For searching with a dream city in mind, we use our clustering algorithm to generate other cities around the world with similar characteristics to the desired city.
Click for full documentation of the web app.
How We built it
We started off by thinking we should build a product as close to users as possible. Hence, we decided to make a survey that collects data from 60+ people from a diverse background and age. As a result, we discovered that besides the criteria given by the starter pack, three other topics stand out: Education, Climate, and Traffic. We fetched the data for the new preferences online and added those to our dataset.
After we finally cleaned up the data, we first tried to reduce the dimension of the features to 2D by applying the Principal Component Analysis (PCA), which decomposes the dataset with nine features such that it explains each data point according to its maximum variance. This is done to ensure that we do not encounter problems of high dimensionality when analyzing the dataset.

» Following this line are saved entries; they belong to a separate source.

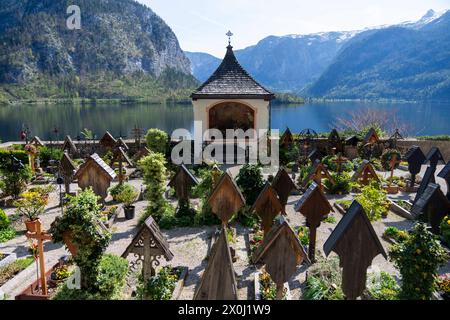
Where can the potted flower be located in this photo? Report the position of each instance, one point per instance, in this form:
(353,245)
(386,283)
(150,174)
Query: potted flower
(30,205)
(128,195)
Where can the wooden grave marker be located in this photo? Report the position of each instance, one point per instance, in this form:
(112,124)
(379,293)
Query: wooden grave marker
(121,143)
(120,156)
(355,242)
(340,160)
(182,182)
(286,139)
(433,157)
(415,158)
(69,146)
(281,252)
(315,155)
(314,206)
(445,174)
(67,169)
(267,206)
(393,162)
(37,142)
(335,141)
(40,236)
(371,137)
(365,174)
(226,198)
(148,245)
(428,178)
(283,185)
(218,281)
(97,174)
(107,142)
(434,205)
(317,173)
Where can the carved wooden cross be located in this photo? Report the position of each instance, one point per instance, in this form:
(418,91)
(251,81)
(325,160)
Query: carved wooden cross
(267,206)
(40,236)
(314,206)
(339,161)
(392,163)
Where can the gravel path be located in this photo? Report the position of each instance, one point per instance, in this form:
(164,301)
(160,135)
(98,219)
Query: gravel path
(191,245)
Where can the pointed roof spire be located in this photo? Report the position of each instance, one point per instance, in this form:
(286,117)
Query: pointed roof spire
(231,81)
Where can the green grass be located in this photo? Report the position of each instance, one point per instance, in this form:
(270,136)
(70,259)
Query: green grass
(7,234)
(9,271)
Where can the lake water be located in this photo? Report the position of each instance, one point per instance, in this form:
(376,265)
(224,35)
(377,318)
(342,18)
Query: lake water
(415,118)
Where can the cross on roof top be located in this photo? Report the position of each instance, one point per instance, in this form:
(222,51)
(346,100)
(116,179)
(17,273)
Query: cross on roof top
(229,34)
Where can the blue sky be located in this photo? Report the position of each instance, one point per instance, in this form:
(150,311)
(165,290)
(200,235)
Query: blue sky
(200,25)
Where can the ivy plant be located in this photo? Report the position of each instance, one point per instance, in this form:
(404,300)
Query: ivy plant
(418,259)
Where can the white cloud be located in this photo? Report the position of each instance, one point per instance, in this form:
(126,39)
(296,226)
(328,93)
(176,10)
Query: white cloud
(200,25)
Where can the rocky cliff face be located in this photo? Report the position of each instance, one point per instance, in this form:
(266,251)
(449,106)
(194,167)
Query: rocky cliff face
(117,36)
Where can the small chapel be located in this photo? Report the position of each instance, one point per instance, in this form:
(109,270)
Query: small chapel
(231,98)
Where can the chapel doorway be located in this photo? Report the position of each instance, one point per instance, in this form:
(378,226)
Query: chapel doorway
(231,115)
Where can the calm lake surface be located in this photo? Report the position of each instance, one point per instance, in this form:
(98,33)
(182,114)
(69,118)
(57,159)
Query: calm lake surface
(415,118)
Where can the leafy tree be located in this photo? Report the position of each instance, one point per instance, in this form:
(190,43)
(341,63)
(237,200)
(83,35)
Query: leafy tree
(374,201)
(153,167)
(250,181)
(157,140)
(81,222)
(418,259)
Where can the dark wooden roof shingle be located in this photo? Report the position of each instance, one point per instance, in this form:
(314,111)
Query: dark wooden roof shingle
(230,80)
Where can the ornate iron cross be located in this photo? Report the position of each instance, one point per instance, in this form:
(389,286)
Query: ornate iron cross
(229,34)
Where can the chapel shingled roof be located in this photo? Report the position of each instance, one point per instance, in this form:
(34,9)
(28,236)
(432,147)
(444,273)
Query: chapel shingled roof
(230,80)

Then we tried to visualize the data by plotting it in 2D and found out that the data have approximately uniform density distribution. This means that we should not choose a density-based clustering algorithm such as DBSCAN, and we should also keep all the outliers which are potential cities with very special characteristics that could be one of the user’s choices. We also don’t want Spectral Clustering, Hierarchical Clustering, or Agglomerate Clustering because the data have no clear shapes. Finally, we decided to use k-means for my clustering model because it has the best performance.
Then we converted the jupyter notebook to a Streamlit python script in order to create an interactive web app that can take various user inputs. Using a python front-end framework allows us to easily port our data analysis model to a web server as well as allowing users to interact smoothly with instant feedback. By linking data analysis variables to the user input, we were able to generate dynamic and personalized data for the users.
Challenges We ran into
Because of the large scope of the project, we encountered missing data when downloading data from various databases. We ended up manually searching datas for missing cities and filling them in to create a complete, accurate database. For the ones we cannot find, we did an imputation based on relevant data, such as the country’s data.

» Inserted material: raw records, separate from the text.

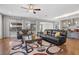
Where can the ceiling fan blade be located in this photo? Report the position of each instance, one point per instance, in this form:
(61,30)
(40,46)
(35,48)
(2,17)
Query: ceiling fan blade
(37,9)
(23,7)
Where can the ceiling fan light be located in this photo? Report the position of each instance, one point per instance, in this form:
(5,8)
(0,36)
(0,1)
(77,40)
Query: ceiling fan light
(30,10)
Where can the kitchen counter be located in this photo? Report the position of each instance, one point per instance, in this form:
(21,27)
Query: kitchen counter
(74,35)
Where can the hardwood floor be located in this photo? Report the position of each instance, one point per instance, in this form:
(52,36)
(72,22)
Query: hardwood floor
(71,47)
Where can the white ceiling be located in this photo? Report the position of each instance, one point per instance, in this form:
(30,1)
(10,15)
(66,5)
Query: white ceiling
(48,11)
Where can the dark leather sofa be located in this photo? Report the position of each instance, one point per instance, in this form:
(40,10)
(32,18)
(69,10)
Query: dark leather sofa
(55,40)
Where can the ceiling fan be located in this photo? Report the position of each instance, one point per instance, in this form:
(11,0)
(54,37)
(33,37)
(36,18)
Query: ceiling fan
(32,8)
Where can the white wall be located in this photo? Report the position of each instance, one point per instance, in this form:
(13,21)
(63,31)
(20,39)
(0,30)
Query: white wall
(0,26)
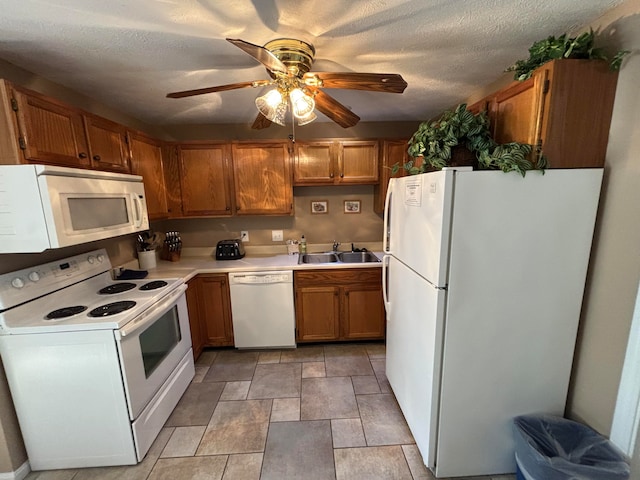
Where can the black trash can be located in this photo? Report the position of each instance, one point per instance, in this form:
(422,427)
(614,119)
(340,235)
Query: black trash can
(554,448)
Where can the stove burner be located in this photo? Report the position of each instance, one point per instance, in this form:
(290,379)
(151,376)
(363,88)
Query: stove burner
(65,312)
(112,308)
(153,285)
(116,288)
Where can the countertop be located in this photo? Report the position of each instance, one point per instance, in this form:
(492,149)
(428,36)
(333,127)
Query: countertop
(198,261)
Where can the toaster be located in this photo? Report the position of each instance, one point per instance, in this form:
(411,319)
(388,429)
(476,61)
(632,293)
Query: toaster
(229,249)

Another challenge we encountered was to determine the number of clusters used in the k-means model. If the number of clusters is too large, it will greatly impact the accuracy of the model because there might not be a clear distinction between clusters. However, if the number of clusters is too small, we will yield a large number of recommended cities to the user which is overwhelming. By using statistics, we decided to fix the cluster size to 8.
Accomplishments that We're proud of
We self-learned a few python libraries including SKLearn, Pandas, Plotly, and Streamlit. We figured out the interaction in between and successfully built a functioning web app according to our design.
What We learned
We did learn quite a lot of libraries and gained a ton of development and design experience. Walking through this full process in such a short amount of time gave us a full overview of what a data science project may look like. We learned how to find suitable datasets initially with ideas and how to handle missing data. We also learned how to analyze data by a clustering model and went through the process of choosing the optimal clustering model to suit the scenario based on the visualized data.
What's next for Dream City
We could potentially use a more advanced and more refined clustering model but we are short of time. The k-means model right now does not suit perfectly well with the scenario and it tends to favour the central cluster over the other ones.
We could also add reference links to desired cities so that users will have a better experience exploring the dream cities. Priority scales can also be added so that each feature will have a different weight and users could prioritize some of the important ones over others.